Darfur’s violence displaces 70,000 people in six months
June 7, 2011 (KHARTOUM) – Around 70,000 civilians have been forced to flee their villages in Darfur since December 2010 as result of the upsurge of violence in the troubled region of western Sudan, said Human Rights Watch.
The increase of violence during the last six months in Darfur comes at a time where the international community is focused on the independence of South Sudan within a month and the Arab unrest.
HRW underscored further that despite the growing violence Sudanese government with the support of the African Union and the United Nations is moving towards the domestication of the conflict through the “controversial” Darfur-based Political Process.
“Recent fighting has killed scores of civilians, destroyed property and displaced an estimated 70,000 people from dozens of towns and villages between El Fasher and Nyala, and some ethnic Fur areas of eastern Jebel Mara,” reads the report.

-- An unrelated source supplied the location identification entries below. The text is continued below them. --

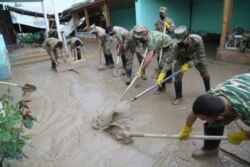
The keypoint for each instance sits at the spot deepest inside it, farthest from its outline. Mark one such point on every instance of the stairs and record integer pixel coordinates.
(24, 56)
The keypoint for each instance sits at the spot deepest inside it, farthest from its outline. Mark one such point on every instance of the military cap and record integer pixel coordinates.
(163, 10)
(140, 31)
(180, 33)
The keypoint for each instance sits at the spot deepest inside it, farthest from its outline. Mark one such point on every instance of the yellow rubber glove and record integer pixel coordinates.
(186, 130)
(237, 137)
(139, 73)
(166, 24)
(160, 78)
(185, 68)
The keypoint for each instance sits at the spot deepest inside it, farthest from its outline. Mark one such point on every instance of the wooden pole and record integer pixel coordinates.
(74, 22)
(106, 13)
(226, 21)
(87, 19)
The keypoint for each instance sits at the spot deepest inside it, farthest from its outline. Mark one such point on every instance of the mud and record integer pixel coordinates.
(66, 103)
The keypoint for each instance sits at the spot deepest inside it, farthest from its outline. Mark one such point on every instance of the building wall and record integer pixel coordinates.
(124, 18)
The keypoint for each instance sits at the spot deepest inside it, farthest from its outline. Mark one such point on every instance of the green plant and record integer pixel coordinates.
(13, 118)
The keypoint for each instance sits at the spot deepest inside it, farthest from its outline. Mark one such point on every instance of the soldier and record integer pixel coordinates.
(219, 107)
(166, 25)
(51, 45)
(189, 51)
(105, 42)
(132, 46)
(76, 47)
(154, 40)
(120, 34)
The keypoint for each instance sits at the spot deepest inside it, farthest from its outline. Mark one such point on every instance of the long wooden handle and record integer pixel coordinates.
(202, 137)
(8, 83)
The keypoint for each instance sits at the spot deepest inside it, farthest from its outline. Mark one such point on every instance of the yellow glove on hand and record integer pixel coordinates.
(160, 78)
(185, 68)
(139, 73)
(166, 24)
(186, 130)
(237, 137)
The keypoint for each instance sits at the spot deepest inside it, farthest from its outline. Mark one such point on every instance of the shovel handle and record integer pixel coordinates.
(8, 83)
(202, 137)
(154, 86)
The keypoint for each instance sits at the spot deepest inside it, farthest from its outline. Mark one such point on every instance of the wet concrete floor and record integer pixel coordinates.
(66, 102)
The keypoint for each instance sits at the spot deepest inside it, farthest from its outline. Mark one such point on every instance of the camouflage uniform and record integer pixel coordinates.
(106, 42)
(193, 54)
(237, 91)
(131, 46)
(159, 26)
(50, 45)
(121, 35)
(72, 46)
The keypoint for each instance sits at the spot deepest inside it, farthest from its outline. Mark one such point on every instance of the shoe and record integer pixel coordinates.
(144, 77)
(201, 154)
(128, 80)
(111, 66)
(160, 91)
(177, 101)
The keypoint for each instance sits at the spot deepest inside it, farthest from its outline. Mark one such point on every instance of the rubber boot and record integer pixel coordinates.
(206, 81)
(161, 89)
(178, 92)
(128, 79)
(111, 61)
(106, 60)
(210, 147)
(169, 72)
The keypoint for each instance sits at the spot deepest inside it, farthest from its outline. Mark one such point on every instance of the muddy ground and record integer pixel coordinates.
(65, 104)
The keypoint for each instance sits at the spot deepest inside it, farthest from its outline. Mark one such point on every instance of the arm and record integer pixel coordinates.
(148, 59)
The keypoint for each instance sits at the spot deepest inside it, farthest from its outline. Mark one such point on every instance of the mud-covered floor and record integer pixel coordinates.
(66, 102)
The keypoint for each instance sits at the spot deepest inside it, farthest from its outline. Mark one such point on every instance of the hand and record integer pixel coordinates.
(100, 48)
(160, 78)
(139, 73)
(237, 137)
(185, 68)
(166, 24)
(186, 130)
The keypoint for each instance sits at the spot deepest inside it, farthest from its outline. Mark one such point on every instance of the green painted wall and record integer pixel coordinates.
(124, 18)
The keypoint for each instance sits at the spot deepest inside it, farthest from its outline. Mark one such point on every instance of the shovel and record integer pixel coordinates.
(101, 66)
(126, 137)
(135, 78)
(154, 86)
(26, 87)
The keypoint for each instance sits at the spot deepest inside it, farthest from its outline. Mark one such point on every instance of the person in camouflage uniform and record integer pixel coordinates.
(105, 42)
(166, 25)
(189, 51)
(76, 47)
(131, 46)
(120, 34)
(51, 45)
(228, 101)
(154, 40)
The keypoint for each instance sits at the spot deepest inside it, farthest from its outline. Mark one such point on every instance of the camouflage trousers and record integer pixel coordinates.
(201, 67)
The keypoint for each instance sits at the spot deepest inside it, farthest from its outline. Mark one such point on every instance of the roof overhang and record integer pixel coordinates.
(21, 0)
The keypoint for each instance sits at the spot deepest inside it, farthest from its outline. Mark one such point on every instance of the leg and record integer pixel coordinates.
(178, 84)
(202, 68)
(210, 147)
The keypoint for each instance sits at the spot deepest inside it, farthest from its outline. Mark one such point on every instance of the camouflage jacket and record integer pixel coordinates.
(120, 33)
(237, 91)
(72, 41)
(193, 54)
(160, 27)
(50, 44)
(158, 40)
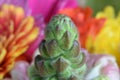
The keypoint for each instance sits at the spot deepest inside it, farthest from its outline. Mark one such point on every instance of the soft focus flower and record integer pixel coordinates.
(48, 8)
(17, 31)
(19, 71)
(101, 67)
(82, 17)
(98, 5)
(108, 39)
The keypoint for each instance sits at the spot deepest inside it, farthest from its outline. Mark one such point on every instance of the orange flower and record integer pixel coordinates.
(16, 33)
(82, 17)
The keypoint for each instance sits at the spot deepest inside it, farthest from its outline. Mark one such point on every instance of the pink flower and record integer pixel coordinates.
(19, 72)
(101, 67)
(48, 8)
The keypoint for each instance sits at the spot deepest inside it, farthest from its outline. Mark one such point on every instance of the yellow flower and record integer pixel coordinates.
(108, 40)
(17, 31)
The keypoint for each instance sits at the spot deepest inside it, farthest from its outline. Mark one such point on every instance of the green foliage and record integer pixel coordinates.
(60, 57)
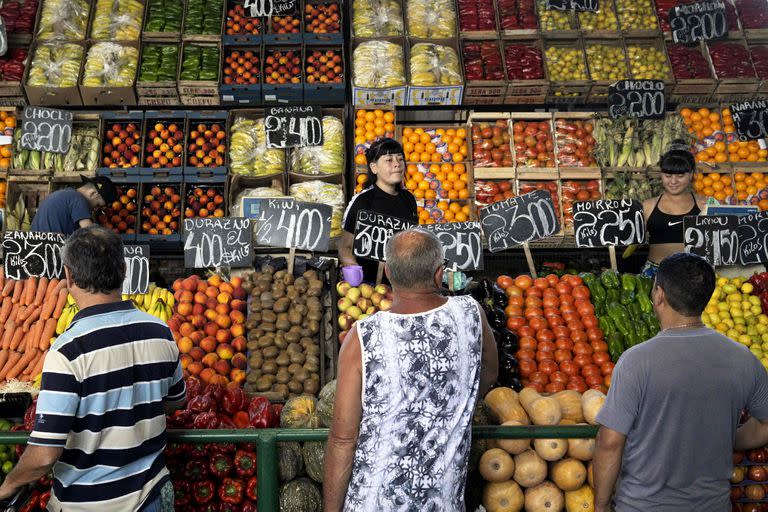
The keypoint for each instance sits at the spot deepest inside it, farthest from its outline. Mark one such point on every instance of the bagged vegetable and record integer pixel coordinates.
(326, 159)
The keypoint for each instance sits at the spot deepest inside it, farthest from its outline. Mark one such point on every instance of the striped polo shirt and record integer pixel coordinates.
(101, 399)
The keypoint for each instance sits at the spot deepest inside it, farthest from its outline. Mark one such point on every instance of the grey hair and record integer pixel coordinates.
(412, 257)
(94, 257)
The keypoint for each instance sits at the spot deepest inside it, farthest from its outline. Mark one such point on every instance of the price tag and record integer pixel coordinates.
(749, 118)
(297, 126)
(288, 223)
(373, 231)
(136, 269)
(462, 244)
(642, 99)
(216, 242)
(33, 254)
(603, 223)
(46, 129)
(518, 220)
(700, 21)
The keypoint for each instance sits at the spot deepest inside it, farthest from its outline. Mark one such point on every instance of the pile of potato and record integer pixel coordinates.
(284, 315)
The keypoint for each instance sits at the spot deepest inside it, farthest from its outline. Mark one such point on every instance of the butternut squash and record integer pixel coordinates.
(568, 474)
(496, 465)
(530, 469)
(570, 403)
(503, 497)
(545, 497)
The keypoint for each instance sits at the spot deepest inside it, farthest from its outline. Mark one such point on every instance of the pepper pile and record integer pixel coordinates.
(623, 307)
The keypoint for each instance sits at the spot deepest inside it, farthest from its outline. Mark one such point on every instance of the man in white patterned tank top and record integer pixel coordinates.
(408, 382)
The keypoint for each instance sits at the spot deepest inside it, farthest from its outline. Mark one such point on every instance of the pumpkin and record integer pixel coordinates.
(300, 412)
(314, 453)
(503, 497)
(496, 465)
(325, 402)
(545, 497)
(530, 469)
(512, 446)
(580, 500)
(504, 406)
(551, 449)
(568, 474)
(570, 404)
(301, 495)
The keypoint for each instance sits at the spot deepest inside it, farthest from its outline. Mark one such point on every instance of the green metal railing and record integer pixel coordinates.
(266, 445)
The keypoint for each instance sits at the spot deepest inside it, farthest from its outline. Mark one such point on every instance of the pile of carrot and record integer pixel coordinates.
(28, 314)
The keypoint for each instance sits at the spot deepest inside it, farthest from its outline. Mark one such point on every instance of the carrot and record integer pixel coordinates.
(42, 287)
(60, 303)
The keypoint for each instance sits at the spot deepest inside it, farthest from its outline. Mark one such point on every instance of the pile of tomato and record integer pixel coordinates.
(561, 344)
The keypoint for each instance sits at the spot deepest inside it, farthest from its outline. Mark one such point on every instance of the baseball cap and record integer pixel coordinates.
(104, 186)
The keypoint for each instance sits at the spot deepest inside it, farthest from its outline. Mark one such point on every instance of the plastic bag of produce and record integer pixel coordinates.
(325, 159)
(431, 19)
(63, 19)
(377, 18)
(378, 64)
(110, 64)
(55, 65)
(248, 153)
(434, 65)
(325, 193)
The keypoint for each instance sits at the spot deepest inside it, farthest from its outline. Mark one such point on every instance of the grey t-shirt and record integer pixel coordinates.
(678, 397)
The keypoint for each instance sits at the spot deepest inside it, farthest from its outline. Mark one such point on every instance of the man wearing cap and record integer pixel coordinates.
(68, 209)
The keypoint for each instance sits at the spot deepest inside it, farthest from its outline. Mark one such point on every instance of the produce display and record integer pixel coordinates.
(378, 64)
(434, 19)
(161, 210)
(117, 20)
(159, 63)
(110, 65)
(284, 315)
(55, 65)
(120, 216)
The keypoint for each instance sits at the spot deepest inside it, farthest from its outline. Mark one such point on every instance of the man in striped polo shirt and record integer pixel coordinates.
(108, 383)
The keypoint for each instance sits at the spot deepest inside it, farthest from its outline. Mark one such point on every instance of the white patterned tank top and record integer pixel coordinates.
(421, 374)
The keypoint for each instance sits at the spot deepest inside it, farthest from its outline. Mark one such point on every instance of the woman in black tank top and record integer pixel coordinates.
(664, 214)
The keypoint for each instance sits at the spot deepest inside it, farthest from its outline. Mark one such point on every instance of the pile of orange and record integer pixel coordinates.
(715, 185)
(442, 212)
(435, 145)
(369, 126)
(437, 181)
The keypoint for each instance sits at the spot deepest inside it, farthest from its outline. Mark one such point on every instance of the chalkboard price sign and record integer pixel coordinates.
(749, 118)
(519, 220)
(136, 269)
(297, 126)
(46, 129)
(216, 242)
(33, 254)
(603, 223)
(291, 224)
(373, 231)
(641, 99)
(700, 21)
(462, 244)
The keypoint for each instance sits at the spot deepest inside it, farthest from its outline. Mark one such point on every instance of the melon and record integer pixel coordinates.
(551, 449)
(503, 497)
(545, 497)
(530, 469)
(568, 474)
(496, 465)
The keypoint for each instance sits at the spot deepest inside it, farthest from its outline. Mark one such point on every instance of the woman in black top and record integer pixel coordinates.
(664, 214)
(384, 194)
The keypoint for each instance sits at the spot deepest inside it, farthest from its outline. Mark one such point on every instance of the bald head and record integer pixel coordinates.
(413, 256)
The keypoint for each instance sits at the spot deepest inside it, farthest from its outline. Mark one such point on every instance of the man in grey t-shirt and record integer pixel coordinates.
(669, 422)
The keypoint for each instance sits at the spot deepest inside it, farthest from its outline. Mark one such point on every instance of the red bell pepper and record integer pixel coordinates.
(231, 491)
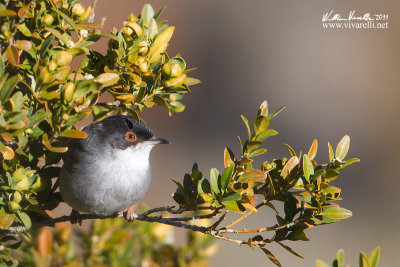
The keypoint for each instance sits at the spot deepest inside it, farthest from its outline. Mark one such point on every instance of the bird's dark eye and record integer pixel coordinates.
(130, 136)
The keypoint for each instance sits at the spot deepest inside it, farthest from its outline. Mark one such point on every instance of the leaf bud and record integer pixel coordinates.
(62, 58)
(176, 70)
(164, 37)
(22, 184)
(143, 47)
(68, 91)
(41, 185)
(86, 14)
(44, 76)
(65, 116)
(78, 9)
(48, 19)
(13, 206)
(167, 70)
(174, 83)
(134, 26)
(139, 60)
(144, 66)
(17, 197)
(52, 65)
(132, 17)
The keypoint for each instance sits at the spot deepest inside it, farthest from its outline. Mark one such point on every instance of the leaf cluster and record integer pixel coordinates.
(364, 261)
(51, 79)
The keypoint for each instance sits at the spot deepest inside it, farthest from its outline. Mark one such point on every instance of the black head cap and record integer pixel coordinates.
(120, 132)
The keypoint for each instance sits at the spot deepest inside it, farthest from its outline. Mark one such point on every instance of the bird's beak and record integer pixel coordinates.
(156, 140)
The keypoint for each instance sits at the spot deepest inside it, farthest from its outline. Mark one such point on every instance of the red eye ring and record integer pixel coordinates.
(130, 136)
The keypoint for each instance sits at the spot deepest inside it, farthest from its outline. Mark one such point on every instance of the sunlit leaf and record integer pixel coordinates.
(363, 260)
(44, 242)
(234, 206)
(342, 148)
(226, 177)
(308, 168)
(336, 213)
(12, 55)
(214, 179)
(312, 152)
(289, 166)
(271, 257)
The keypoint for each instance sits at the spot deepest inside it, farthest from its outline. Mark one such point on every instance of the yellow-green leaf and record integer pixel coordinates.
(289, 166)
(72, 133)
(342, 148)
(312, 152)
(308, 168)
(6, 219)
(336, 213)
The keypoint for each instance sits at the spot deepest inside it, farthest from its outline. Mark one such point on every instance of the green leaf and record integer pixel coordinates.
(291, 250)
(6, 219)
(342, 148)
(153, 30)
(263, 110)
(331, 175)
(72, 133)
(252, 176)
(297, 234)
(159, 12)
(251, 145)
(147, 13)
(266, 134)
(226, 177)
(336, 213)
(214, 179)
(246, 123)
(271, 257)
(204, 186)
(24, 30)
(229, 157)
(8, 87)
(340, 257)
(348, 162)
(257, 152)
(12, 55)
(45, 46)
(363, 260)
(320, 263)
(37, 118)
(7, 12)
(373, 258)
(260, 125)
(308, 168)
(231, 196)
(107, 79)
(290, 150)
(312, 152)
(289, 166)
(68, 19)
(234, 206)
(24, 218)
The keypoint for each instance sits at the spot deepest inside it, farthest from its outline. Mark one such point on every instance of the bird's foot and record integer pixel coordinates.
(75, 217)
(129, 214)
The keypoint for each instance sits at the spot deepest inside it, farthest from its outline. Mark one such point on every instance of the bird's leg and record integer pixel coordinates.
(129, 214)
(75, 217)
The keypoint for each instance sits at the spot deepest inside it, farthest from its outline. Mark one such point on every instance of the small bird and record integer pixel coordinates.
(109, 171)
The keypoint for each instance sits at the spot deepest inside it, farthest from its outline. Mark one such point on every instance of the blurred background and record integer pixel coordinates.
(333, 82)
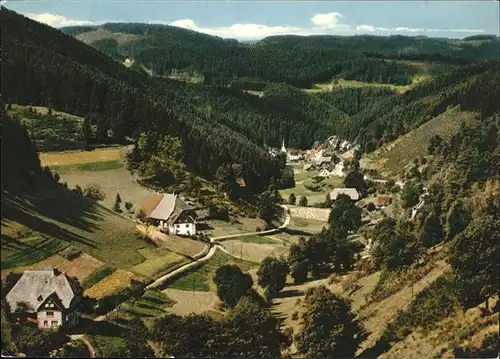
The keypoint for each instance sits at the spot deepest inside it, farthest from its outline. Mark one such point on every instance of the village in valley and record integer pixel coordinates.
(73, 287)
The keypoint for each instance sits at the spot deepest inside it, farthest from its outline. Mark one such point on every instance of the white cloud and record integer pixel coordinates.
(332, 23)
(58, 20)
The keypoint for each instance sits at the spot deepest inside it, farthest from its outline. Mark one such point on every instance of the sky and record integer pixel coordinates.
(252, 20)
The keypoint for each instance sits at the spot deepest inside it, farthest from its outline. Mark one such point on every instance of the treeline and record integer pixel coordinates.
(299, 61)
(352, 100)
(376, 70)
(432, 57)
(474, 88)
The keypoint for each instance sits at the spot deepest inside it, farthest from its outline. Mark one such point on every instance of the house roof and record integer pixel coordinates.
(351, 192)
(35, 286)
(167, 206)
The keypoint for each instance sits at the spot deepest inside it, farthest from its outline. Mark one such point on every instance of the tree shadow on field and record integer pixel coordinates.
(30, 212)
(290, 293)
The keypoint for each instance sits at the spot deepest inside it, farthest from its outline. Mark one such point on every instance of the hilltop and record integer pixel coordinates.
(409, 269)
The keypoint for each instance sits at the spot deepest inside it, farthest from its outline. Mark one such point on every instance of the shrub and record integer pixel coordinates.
(78, 190)
(435, 302)
(313, 187)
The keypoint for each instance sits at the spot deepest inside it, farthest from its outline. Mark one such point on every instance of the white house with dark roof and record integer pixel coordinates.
(169, 212)
(352, 193)
(49, 297)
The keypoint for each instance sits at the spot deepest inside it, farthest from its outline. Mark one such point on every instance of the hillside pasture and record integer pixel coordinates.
(252, 250)
(67, 158)
(200, 278)
(57, 131)
(81, 267)
(118, 280)
(192, 301)
(400, 153)
(158, 262)
(100, 34)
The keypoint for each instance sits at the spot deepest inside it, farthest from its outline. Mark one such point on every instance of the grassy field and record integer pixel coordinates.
(107, 346)
(56, 132)
(99, 34)
(97, 276)
(153, 303)
(200, 279)
(34, 229)
(257, 239)
(301, 175)
(112, 181)
(90, 166)
(118, 280)
(398, 154)
(158, 262)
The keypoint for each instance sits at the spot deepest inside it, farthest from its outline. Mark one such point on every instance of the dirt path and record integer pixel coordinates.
(85, 341)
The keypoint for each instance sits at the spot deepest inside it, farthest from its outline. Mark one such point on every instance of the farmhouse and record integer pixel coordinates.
(169, 212)
(351, 192)
(43, 297)
(383, 201)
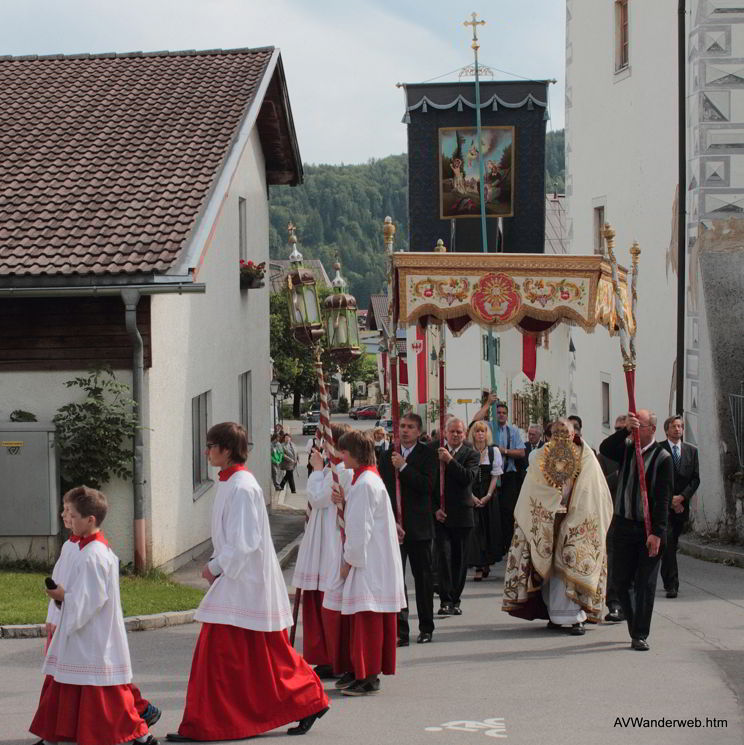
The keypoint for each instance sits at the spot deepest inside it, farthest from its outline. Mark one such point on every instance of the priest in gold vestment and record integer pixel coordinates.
(556, 568)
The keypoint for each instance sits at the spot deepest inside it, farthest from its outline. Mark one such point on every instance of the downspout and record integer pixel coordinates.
(682, 206)
(131, 299)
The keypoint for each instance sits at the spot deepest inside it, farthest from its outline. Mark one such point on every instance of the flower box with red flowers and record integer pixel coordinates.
(251, 274)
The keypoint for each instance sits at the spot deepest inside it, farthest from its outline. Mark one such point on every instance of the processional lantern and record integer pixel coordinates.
(304, 308)
(342, 325)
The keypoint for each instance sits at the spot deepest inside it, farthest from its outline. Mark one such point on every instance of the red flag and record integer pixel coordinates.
(529, 355)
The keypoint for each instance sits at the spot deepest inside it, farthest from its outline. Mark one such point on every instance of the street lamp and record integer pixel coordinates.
(274, 388)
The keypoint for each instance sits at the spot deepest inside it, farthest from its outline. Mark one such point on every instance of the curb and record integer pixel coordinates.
(707, 552)
(145, 623)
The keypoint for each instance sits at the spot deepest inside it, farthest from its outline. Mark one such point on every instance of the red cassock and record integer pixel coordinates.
(86, 714)
(325, 634)
(245, 682)
(373, 642)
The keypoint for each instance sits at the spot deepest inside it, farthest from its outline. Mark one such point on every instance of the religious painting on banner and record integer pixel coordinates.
(459, 170)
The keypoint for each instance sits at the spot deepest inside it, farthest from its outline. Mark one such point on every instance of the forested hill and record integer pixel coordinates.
(339, 211)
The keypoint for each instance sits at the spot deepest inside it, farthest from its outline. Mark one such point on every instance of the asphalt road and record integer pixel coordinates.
(490, 676)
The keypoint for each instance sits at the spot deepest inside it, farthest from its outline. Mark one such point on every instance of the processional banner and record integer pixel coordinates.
(534, 292)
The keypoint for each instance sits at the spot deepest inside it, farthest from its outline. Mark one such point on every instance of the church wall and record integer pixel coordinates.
(621, 156)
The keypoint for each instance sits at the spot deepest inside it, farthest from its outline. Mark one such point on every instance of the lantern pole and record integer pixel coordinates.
(388, 232)
(307, 328)
(627, 331)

Conducted during the period between January and May 2011, the report says that the patterns of attack show that the assaults and arbitrary arrests were based on ethnic divisions.
The witnesses interrogated by the HRW investigators said the government militias composed mainly of Berti, Birgid, and Mima ethic groups targeted the areas of Khor Abeche and surrounding villages in the Shearia in South Darfur where people from the Zaghawa ethnic group are based.
The militias aligned to the government also attacked North Darfur Zaghawa particularly in Shangil Tobayi, Dar el Salam, and areas around.
In a case documented by HRW, Sudanese soldiers after surrounding the house of a local leader asked him of his tribe and threatened to “kill all of them [Zaghawas] and rape all their women.”
The 28 page report further says that the air attacks by the Sudanese army in Darfur including Jebel Marr killed 20 civilians at least in mid-May alone.
HRW monitors observed the deteriorating human rights situation in Darfur and wondered how the AU UN supported political process that the government plans to launch there can be held under such conditions and the enforcement of emergency law.
“The African Union and United Nations, which play a critical role in Darfur, need to ensure their joint peacekeeping mission can properly monitor the human rights situation,” Bekele said. “Any support they provide to Sudan needs to promote and protect rights, not undermine them.”